Maharaj Kumar Dr. Basant Narain Singh (b. at Padma Lakshmi Nivas Palace, Hazaribagh District, April 9, 1918) was an Indian politician and a member of the 7th Lok Sabha representing Hazaribagh (Lok Sabha constituency) of Bihar State.

==Education and career==
Singh was educated at Rajkumar College, Raipur and at Mayo College, Ajmer.

He was also elected as a member of the 3rd, 4th, and 6th Lok Sabha of the Indian Parliament. He was a member of the Bihar State Legislative Assembly during 1952-62 and 1967–74 and Cabinet Minister in Bihar from 1967 to 1972 holding various portfolios such as forest, excise, jail, revenue, public works, and irrigation. He was the general secretary of the Janta Party which was formed by Maharaja of Ramgarh Raj.

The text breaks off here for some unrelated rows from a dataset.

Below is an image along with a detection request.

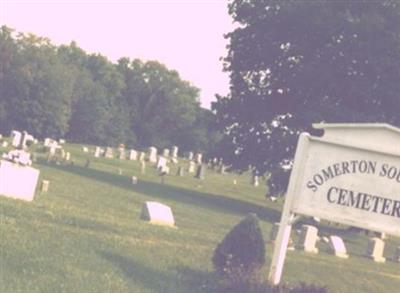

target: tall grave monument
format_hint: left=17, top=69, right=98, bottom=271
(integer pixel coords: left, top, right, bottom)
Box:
left=269, top=124, right=400, bottom=284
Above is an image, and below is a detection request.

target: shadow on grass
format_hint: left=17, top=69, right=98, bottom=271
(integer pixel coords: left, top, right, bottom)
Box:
left=99, top=251, right=215, bottom=293
left=42, top=163, right=280, bottom=223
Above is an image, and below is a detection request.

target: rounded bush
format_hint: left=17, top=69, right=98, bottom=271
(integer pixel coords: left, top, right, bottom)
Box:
left=212, top=214, right=265, bottom=283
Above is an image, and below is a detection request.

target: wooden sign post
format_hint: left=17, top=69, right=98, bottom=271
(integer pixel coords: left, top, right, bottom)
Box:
left=268, top=124, right=400, bottom=285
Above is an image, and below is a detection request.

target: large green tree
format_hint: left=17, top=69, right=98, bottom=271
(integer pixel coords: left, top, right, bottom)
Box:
left=213, top=0, right=400, bottom=193
left=0, top=27, right=73, bottom=137
left=118, top=58, right=200, bottom=147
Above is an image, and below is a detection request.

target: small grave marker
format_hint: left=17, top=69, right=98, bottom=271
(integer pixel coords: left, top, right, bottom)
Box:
left=394, top=246, right=400, bottom=263
left=329, top=235, right=349, bottom=258
left=140, top=201, right=175, bottom=227
left=299, top=225, right=318, bottom=253
left=367, top=237, right=386, bottom=262
left=40, top=180, right=50, bottom=192
left=196, top=165, right=206, bottom=180
left=0, top=160, right=40, bottom=201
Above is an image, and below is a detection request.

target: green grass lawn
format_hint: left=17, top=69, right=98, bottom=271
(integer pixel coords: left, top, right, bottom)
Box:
left=0, top=145, right=400, bottom=293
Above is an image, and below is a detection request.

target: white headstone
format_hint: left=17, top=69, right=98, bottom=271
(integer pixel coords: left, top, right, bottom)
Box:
left=0, top=160, right=40, bottom=201
left=40, top=180, right=50, bottom=192
left=188, top=161, right=196, bottom=173
left=104, top=147, right=114, bottom=159
left=140, top=201, right=175, bottom=227
left=329, top=235, right=349, bottom=258
left=118, top=148, right=126, bottom=160
left=159, top=165, right=169, bottom=175
left=195, top=153, right=203, bottom=164
left=253, top=175, right=260, bottom=187
left=163, top=149, right=169, bottom=157
left=367, top=237, right=386, bottom=262
left=171, top=145, right=179, bottom=158
left=94, top=147, right=101, bottom=158
left=269, top=223, right=279, bottom=241
left=157, top=156, right=167, bottom=171
left=140, top=161, right=146, bottom=174
left=139, top=152, right=146, bottom=162
left=21, top=131, right=35, bottom=149
left=394, top=246, right=400, bottom=262
left=299, top=225, right=318, bottom=253
left=11, top=130, right=22, bottom=148
left=149, top=147, right=157, bottom=163
left=129, top=150, right=137, bottom=161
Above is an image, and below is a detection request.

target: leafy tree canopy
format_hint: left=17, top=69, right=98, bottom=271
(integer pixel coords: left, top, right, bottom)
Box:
left=213, top=0, right=400, bottom=193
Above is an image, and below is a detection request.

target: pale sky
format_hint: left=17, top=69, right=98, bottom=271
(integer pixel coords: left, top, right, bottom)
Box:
left=0, top=0, right=233, bottom=108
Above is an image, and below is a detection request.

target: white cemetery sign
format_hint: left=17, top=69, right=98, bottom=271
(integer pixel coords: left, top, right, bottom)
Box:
left=269, top=124, right=400, bottom=284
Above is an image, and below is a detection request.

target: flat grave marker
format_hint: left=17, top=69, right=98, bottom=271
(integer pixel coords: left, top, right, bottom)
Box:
left=140, top=201, right=175, bottom=227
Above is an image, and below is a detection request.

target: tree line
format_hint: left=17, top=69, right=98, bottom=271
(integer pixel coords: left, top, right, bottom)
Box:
left=0, top=26, right=221, bottom=152
left=213, top=0, right=400, bottom=194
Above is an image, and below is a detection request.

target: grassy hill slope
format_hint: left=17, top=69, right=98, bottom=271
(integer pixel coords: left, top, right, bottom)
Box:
left=0, top=145, right=400, bottom=293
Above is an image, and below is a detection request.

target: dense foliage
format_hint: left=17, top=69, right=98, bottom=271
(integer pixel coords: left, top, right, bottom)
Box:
left=0, top=26, right=219, bottom=151
left=213, top=0, right=400, bottom=193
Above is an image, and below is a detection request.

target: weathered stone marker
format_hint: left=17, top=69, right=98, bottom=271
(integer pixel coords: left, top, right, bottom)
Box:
left=268, top=124, right=400, bottom=285
left=394, top=246, right=400, bottom=263
left=194, top=153, right=203, bottom=164
left=188, top=161, right=196, bottom=173
left=196, top=165, right=206, bottom=180
left=10, top=130, right=22, bottom=148
left=329, top=235, right=349, bottom=258
left=253, top=175, right=260, bottom=187
left=104, top=147, right=114, bottom=159
left=129, top=150, right=138, bottom=161
left=139, top=152, right=146, bottom=162
left=156, top=156, right=167, bottom=171
left=163, top=149, right=169, bottom=158
left=269, top=223, right=279, bottom=241
left=149, top=147, right=157, bottom=163
left=0, top=160, right=40, bottom=201
left=171, top=145, right=179, bottom=159
left=140, top=201, right=175, bottom=227
left=40, top=180, right=50, bottom=192
left=94, top=147, right=101, bottom=158
left=140, top=161, right=146, bottom=174
left=298, top=225, right=318, bottom=253
left=367, top=237, right=386, bottom=262
left=176, top=166, right=185, bottom=177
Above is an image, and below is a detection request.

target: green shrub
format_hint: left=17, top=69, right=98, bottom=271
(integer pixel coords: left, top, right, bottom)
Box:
left=212, top=214, right=265, bottom=286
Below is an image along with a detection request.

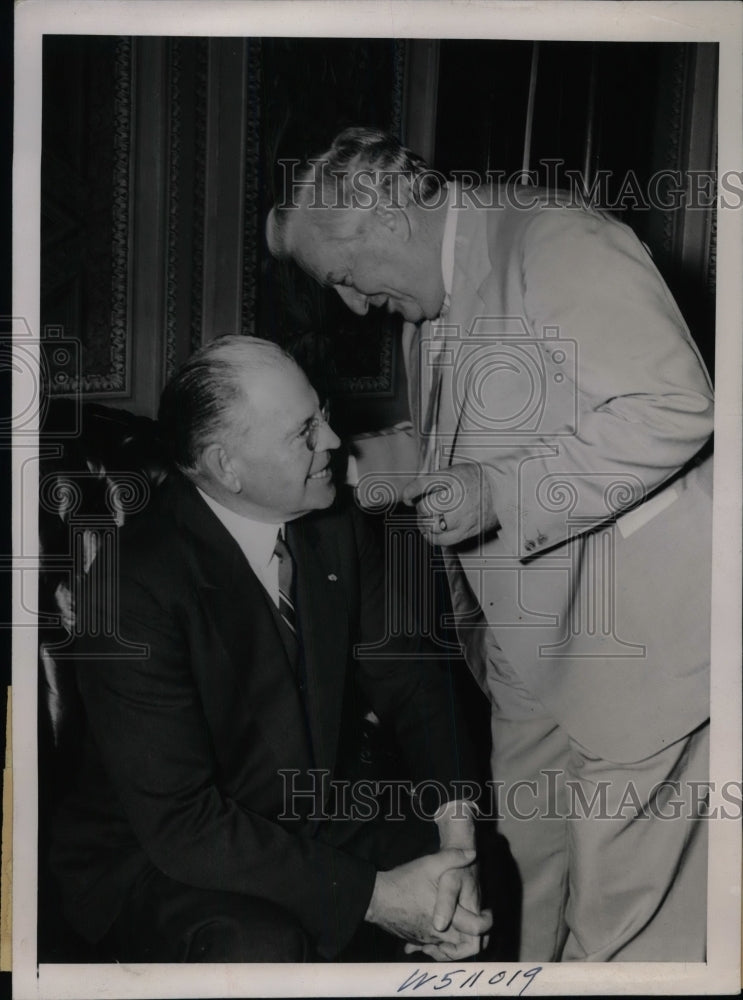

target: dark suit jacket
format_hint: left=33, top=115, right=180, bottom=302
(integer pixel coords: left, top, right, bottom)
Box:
left=52, top=477, right=472, bottom=955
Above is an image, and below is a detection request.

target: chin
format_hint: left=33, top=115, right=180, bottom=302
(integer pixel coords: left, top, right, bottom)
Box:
left=312, top=479, right=335, bottom=510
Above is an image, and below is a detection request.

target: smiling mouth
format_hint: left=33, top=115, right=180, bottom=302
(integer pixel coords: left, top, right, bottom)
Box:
left=307, top=464, right=330, bottom=479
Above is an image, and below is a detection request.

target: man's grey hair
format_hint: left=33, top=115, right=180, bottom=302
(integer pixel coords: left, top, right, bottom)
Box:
left=158, top=335, right=296, bottom=478
left=266, top=125, right=446, bottom=259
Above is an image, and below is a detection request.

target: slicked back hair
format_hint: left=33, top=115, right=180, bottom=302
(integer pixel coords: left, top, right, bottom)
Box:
left=158, top=335, right=295, bottom=478
left=266, top=125, right=446, bottom=259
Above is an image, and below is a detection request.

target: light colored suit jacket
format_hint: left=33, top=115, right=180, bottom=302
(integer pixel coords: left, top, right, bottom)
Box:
left=405, top=191, right=712, bottom=762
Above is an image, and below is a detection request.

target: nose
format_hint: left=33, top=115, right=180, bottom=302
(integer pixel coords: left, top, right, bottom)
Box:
left=335, top=285, right=369, bottom=316
left=315, top=423, right=341, bottom=451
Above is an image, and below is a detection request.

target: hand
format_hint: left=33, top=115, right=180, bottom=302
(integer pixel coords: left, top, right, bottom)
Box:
left=366, top=848, right=492, bottom=960
left=402, top=462, right=499, bottom=545
left=405, top=862, right=492, bottom=962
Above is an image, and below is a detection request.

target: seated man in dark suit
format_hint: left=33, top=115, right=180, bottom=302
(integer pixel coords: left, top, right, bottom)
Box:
left=52, top=337, right=491, bottom=962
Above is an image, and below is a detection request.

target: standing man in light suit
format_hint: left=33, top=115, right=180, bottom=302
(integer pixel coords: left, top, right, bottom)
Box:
left=267, top=128, right=712, bottom=961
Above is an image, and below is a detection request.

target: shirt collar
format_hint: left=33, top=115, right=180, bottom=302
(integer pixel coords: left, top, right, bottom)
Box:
left=440, top=184, right=457, bottom=319
left=196, top=486, right=284, bottom=569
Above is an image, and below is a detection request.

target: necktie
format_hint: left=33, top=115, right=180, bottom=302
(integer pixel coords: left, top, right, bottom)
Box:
left=273, top=531, right=297, bottom=635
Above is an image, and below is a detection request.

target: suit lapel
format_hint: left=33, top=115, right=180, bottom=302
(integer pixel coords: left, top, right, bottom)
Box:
left=438, top=208, right=490, bottom=466
left=287, top=516, right=349, bottom=771
left=166, top=480, right=309, bottom=767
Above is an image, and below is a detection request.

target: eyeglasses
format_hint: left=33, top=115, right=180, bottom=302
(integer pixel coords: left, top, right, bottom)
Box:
left=304, top=399, right=330, bottom=451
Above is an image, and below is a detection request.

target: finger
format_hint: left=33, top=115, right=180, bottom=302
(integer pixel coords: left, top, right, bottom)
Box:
left=451, top=906, right=493, bottom=937
left=433, top=935, right=481, bottom=962
left=425, top=847, right=477, bottom=883
left=433, top=868, right=462, bottom=931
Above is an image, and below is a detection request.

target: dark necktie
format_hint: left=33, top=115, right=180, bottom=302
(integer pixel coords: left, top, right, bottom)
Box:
left=273, top=531, right=297, bottom=635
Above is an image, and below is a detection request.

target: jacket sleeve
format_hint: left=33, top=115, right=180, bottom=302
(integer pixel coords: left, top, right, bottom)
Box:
left=346, top=510, right=478, bottom=816
left=464, top=209, right=713, bottom=557
left=77, top=556, right=375, bottom=956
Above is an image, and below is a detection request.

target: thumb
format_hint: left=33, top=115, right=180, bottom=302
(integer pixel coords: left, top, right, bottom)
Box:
left=428, top=847, right=477, bottom=875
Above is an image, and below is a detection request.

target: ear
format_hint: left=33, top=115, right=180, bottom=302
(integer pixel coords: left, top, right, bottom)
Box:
left=201, top=441, right=242, bottom=493
left=374, top=171, right=414, bottom=243
left=374, top=204, right=413, bottom=243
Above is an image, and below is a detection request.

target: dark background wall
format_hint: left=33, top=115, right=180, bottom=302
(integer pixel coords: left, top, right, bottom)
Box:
left=41, top=36, right=717, bottom=431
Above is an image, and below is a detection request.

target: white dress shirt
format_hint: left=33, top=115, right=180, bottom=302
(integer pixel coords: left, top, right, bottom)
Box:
left=196, top=486, right=284, bottom=608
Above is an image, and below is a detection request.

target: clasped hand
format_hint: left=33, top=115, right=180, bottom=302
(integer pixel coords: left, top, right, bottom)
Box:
left=401, top=462, right=499, bottom=545
left=366, top=848, right=493, bottom=961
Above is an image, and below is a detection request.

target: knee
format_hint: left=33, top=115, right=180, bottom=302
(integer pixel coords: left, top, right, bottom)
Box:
left=185, top=903, right=311, bottom=962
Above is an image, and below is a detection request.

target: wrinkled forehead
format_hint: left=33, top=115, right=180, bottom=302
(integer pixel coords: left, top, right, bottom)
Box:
left=287, top=205, right=369, bottom=283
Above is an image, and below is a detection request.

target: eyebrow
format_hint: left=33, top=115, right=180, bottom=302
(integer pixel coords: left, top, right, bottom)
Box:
left=286, top=400, right=322, bottom=440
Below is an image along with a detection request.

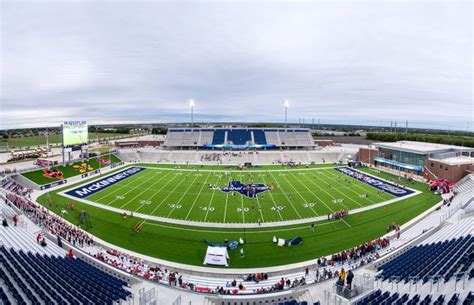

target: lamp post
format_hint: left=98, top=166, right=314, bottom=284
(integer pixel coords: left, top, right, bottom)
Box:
left=189, top=99, right=196, bottom=131
left=283, top=100, right=290, bottom=131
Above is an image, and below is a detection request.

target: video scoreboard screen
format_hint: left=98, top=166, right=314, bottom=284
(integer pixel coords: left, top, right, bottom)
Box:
left=63, top=121, right=89, bottom=146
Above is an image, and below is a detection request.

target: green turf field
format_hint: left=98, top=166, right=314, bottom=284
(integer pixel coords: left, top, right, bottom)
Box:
left=38, top=165, right=440, bottom=268
left=22, top=154, right=121, bottom=185
left=65, top=168, right=395, bottom=223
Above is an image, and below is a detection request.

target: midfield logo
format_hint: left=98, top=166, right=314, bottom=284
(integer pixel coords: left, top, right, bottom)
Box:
left=211, top=180, right=272, bottom=198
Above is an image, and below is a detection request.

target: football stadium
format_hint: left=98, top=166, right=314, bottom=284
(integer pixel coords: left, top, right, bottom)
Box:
left=0, top=1, right=474, bottom=305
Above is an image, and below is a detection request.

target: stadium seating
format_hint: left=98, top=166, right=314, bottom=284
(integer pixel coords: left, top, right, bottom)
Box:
left=0, top=246, right=130, bottom=305
left=225, top=129, right=252, bottom=145
left=272, top=300, right=321, bottom=305
left=212, top=129, right=226, bottom=145
left=164, top=128, right=314, bottom=147
left=252, top=129, right=267, bottom=145
left=379, top=235, right=474, bottom=282
left=355, top=289, right=473, bottom=305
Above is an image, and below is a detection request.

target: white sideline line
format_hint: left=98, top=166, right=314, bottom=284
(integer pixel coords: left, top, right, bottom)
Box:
left=59, top=168, right=422, bottom=228
left=184, top=173, right=211, bottom=220
left=120, top=173, right=177, bottom=211
left=146, top=219, right=342, bottom=234
left=270, top=174, right=302, bottom=219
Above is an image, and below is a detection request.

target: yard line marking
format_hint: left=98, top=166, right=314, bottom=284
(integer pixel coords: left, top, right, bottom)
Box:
left=255, top=190, right=265, bottom=222
left=204, top=176, right=220, bottom=222
left=316, top=169, right=383, bottom=207
left=167, top=175, right=199, bottom=218
left=265, top=173, right=283, bottom=220
left=107, top=174, right=168, bottom=208
left=147, top=219, right=342, bottom=234
left=283, top=176, right=320, bottom=216
left=184, top=172, right=212, bottom=220
left=120, top=171, right=176, bottom=211
left=328, top=167, right=386, bottom=203
left=270, top=173, right=303, bottom=219
left=290, top=169, right=354, bottom=212
left=341, top=217, right=352, bottom=228
left=136, top=170, right=194, bottom=215
left=91, top=171, right=154, bottom=202
left=286, top=171, right=336, bottom=216
left=239, top=174, right=245, bottom=223
left=224, top=177, right=232, bottom=223
left=310, top=169, right=364, bottom=210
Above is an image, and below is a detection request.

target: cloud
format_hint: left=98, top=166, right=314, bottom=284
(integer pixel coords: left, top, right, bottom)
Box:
left=0, top=1, right=474, bottom=128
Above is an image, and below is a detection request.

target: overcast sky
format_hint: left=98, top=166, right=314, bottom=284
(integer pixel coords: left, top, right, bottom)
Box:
left=0, top=1, right=474, bottom=130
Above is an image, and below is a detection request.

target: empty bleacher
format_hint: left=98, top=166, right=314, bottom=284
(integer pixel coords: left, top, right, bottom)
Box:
left=355, top=289, right=472, bottom=305
left=226, top=129, right=252, bottom=145
left=252, top=129, right=267, bottom=145
left=164, top=128, right=314, bottom=148
left=379, top=233, right=474, bottom=282
left=0, top=245, right=130, bottom=305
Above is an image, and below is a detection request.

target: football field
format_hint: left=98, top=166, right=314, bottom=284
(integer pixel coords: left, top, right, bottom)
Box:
left=63, top=166, right=396, bottom=223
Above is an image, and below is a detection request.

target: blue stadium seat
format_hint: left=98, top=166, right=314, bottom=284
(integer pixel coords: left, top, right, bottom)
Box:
left=0, top=246, right=131, bottom=305
left=379, top=235, right=474, bottom=283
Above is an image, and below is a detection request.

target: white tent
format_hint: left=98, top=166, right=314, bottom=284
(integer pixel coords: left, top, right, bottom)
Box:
left=204, top=246, right=229, bottom=267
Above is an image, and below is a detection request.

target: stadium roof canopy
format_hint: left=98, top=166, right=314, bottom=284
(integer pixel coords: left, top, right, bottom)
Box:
left=373, top=141, right=474, bottom=155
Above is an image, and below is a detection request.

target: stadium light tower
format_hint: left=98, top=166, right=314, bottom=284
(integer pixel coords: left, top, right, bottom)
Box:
left=283, top=100, right=290, bottom=129
left=189, top=99, right=196, bottom=131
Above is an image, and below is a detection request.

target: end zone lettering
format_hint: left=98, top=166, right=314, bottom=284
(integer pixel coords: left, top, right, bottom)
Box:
left=335, top=167, right=413, bottom=197
left=66, top=167, right=146, bottom=199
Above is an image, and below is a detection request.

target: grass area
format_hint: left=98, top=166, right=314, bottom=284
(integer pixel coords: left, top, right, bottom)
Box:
left=38, top=165, right=440, bottom=268
left=22, top=155, right=121, bottom=185
left=73, top=168, right=395, bottom=223
left=0, top=132, right=134, bottom=148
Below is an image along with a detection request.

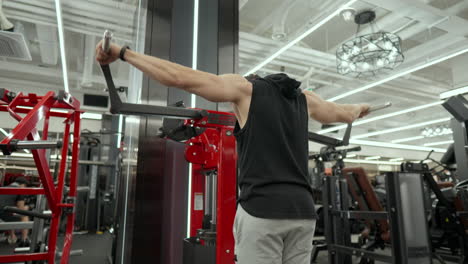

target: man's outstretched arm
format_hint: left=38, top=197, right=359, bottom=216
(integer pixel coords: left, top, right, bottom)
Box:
left=304, top=91, right=369, bottom=124
left=96, top=42, right=252, bottom=103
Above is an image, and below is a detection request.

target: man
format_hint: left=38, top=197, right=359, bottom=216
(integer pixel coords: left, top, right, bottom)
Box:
left=0, top=177, right=30, bottom=247
left=96, top=43, right=369, bottom=264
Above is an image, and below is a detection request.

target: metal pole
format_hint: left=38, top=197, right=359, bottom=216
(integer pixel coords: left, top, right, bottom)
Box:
left=211, top=172, right=218, bottom=230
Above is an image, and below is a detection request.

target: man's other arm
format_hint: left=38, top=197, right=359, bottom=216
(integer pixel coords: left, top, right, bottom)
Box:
left=96, top=42, right=252, bottom=104
left=304, top=91, right=369, bottom=124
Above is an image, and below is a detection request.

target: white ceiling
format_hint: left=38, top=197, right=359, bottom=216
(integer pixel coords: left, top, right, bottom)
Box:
left=239, top=0, right=468, bottom=158
left=0, top=0, right=139, bottom=132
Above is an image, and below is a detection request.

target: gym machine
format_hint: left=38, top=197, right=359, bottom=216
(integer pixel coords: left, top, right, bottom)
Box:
left=442, top=95, right=468, bottom=181
left=0, top=89, right=82, bottom=264
left=309, top=125, right=432, bottom=264
left=401, top=162, right=468, bottom=264
left=101, top=32, right=237, bottom=264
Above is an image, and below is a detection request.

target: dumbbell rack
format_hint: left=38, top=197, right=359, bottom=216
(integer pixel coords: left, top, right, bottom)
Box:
left=0, top=89, right=82, bottom=264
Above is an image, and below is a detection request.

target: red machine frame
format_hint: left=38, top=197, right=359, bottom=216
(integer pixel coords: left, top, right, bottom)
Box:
left=0, top=89, right=82, bottom=264
left=185, top=110, right=237, bottom=264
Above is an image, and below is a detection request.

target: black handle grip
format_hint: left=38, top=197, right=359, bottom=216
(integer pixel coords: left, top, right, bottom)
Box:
left=345, top=146, right=362, bottom=152
left=3, top=206, right=52, bottom=219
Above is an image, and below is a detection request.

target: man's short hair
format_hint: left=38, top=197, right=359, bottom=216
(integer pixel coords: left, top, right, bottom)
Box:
left=245, top=74, right=261, bottom=82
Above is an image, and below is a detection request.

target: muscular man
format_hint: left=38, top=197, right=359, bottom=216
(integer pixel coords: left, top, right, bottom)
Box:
left=96, top=43, right=369, bottom=264
left=0, top=177, right=30, bottom=247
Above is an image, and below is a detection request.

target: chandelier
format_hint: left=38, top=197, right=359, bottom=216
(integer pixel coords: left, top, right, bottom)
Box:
left=336, top=10, right=405, bottom=77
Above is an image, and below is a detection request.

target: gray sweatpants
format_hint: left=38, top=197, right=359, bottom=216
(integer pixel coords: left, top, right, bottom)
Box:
left=234, top=205, right=315, bottom=264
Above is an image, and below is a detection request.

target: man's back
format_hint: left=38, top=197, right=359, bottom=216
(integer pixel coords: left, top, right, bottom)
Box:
left=235, top=74, right=316, bottom=219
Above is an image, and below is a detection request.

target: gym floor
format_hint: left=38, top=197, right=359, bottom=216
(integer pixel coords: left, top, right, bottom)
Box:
left=0, top=233, right=112, bottom=264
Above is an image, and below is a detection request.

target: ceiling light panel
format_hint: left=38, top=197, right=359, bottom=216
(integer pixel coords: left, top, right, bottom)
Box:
left=424, top=140, right=454, bottom=147
left=352, top=117, right=450, bottom=139
left=244, top=0, right=357, bottom=76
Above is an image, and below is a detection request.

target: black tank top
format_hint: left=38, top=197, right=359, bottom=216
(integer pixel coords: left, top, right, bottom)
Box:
left=234, top=74, right=317, bottom=219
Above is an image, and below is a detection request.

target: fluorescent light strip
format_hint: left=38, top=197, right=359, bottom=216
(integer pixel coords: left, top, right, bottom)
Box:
left=439, top=86, right=468, bottom=100
left=344, top=159, right=401, bottom=165
left=352, top=117, right=450, bottom=139
left=55, top=0, right=70, bottom=93
left=424, top=140, right=453, bottom=147
left=328, top=48, right=468, bottom=102
left=10, top=152, right=33, bottom=158
left=187, top=0, right=200, bottom=237
left=244, top=0, right=357, bottom=76
left=349, top=139, right=445, bottom=153
left=81, top=112, right=102, bottom=120
left=392, top=136, right=424, bottom=143
left=317, top=101, right=443, bottom=134
left=190, top=0, right=200, bottom=108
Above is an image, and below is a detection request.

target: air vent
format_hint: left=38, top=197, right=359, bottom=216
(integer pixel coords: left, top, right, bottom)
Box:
left=0, top=31, right=32, bottom=61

==Personal life and family==
He belonged to the royal family of Ramgarh Raj. He married Kuwarani Vijaya Raje, the daughter of H.R.H. Maharaja Sir Udaji Rao II Parmar (Honorary A.D.C. to King of England) of Dhar State. They had two children, Maharaj Kumar Mayurdhwaja Narain Singh Gaji Sarkar Sahib and Kuwarani Bhawna Raje. Their residence was at Raja Kothi in Hazaribagh.

He was the younger brother of Maharaja Kamakhya Narain Singh Bahadur of Ramgarh Raj, son of the late Raja Lakshmi Narain Singh Bahadur and maternal great-grandson of Maharaja Raja Arjun Singh (freedom fighter) of Porahat Raj (Kolhan Estate).